Sur la photo ci-dessus, qui a été prise avant le 14 janvier 1928 (date de son élévation à la dignité de Grand Officier de la Légion d'honneur), remarquons l'ancien modèle de casquette avec ancre et foudres brodés sur la toque, en service jusqu'au 28 décembre 1928, et avec la soutache des commandants en chef). Docteur est ici en tenue n°1 de 1923 (en tenue provisoire de cérémonie, la casquette était remplacée par le bicorne).
A 73 ans en 1941, le vice-amiral Docteur se mit à la disposition de Vichy en faisant partie du Conseil national et en devenant président du Comité provisoire de la Marine marchande jusqu'en avril 1942. Mais il ne fut pas poursuivi à la Libération compte tenu du faible niveau de sa participation au sein de l'administration de l'Etat français.

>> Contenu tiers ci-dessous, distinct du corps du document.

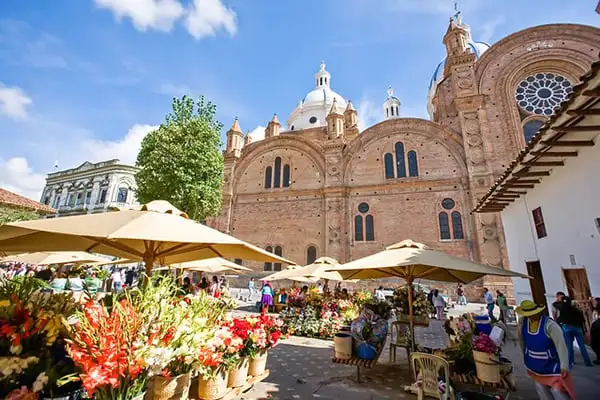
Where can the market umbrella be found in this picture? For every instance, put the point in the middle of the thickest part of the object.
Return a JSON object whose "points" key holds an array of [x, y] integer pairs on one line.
{"points": [[54, 258], [209, 265], [412, 260], [155, 232]]}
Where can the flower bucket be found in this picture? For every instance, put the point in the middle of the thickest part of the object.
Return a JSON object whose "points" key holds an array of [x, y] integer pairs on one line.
{"points": [[238, 375], [487, 366], [258, 364], [177, 388], [213, 388], [342, 344]]}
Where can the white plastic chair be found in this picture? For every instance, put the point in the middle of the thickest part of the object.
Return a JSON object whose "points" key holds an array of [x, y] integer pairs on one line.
{"points": [[427, 368]]}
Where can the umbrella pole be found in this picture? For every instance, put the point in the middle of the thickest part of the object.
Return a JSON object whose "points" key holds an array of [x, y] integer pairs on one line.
{"points": [[410, 316]]}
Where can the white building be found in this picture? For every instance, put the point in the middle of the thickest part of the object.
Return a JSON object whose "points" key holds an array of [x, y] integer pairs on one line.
{"points": [[549, 199], [90, 188]]}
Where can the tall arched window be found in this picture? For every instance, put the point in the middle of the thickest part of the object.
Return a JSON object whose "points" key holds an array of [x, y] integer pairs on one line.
{"points": [[268, 177], [311, 255], [277, 173], [369, 228], [388, 159], [457, 225], [444, 226], [269, 265], [413, 168], [278, 252], [400, 165], [286, 175], [531, 128]]}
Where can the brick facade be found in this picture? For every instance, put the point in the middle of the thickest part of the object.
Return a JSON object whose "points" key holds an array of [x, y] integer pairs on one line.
{"points": [[476, 131]]}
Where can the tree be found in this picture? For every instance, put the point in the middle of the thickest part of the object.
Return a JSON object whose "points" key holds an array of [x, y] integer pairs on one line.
{"points": [[181, 161]]}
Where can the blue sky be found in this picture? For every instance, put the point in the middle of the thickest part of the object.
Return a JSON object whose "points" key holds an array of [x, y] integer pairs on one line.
{"points": [[85, 80]]}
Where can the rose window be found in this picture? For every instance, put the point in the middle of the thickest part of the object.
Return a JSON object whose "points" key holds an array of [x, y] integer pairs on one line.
{"points": [[542, 94]]}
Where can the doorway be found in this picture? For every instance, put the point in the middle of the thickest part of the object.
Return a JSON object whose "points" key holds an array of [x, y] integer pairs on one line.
{"points": [[538, 288]]}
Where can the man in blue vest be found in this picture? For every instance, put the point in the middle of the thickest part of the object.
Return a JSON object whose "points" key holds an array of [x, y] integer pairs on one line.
{"points": [[545, 353]]}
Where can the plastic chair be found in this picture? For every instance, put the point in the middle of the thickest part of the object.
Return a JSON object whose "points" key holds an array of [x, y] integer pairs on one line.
{"points": [[399, 339], [427, 370]]}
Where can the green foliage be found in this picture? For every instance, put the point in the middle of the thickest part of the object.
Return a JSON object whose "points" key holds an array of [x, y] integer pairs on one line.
{"points": [[181, 161], [8, 215]]}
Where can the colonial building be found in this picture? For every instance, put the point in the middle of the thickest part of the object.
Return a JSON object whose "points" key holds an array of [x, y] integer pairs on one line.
{"points": [[90, 188], [320, 187], [548, 199]]}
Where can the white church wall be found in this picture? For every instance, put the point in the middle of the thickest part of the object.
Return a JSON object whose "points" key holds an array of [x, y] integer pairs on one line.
{"points": [[570, 203]]}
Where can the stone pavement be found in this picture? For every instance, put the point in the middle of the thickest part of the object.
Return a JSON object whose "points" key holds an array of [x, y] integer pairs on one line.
{"points": [[301, 368]]}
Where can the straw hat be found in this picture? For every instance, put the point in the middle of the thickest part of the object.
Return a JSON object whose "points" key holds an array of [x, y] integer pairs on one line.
{"points": [[529, 308]]}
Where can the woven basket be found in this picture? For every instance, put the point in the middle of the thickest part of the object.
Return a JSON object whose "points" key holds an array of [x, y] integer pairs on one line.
{"points": [[238, 375], [487, 366], [177, 388], [213, 388], [258, 364]]}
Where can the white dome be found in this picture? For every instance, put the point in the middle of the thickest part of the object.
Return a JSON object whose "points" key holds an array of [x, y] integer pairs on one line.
{"points": [[312, 111]]}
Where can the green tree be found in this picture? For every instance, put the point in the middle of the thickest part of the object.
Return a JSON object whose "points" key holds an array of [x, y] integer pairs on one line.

Le capitaine de vaisseau Ollive, chef d'état-major de Docteur, avec qui il entretint une correspondance suivie des années durant, est ci-dessous en tenue n°3 avec veston. Notons qu'à l'époque les rappels (barrettes) de décorations, bien qu'introduits en 1917, étaient encore assez rarement portés sur le veston, les officiers préférant la rosette et le mini-ruban à la boutonnière. Mis à part ce détail, l'uniforme avec veston de cette époque est très proche de celui d'aujourd'hui, à l'exception de la casquette à coiffe bleue.
Emmanuel Ollive termina sa carrière de marin comme inspecteur des forces maritimes (amiral 5 étoiles) ; il fut placé en 2e section le 18 janvier 1943, se maintenant à l'écart de toute implication politique.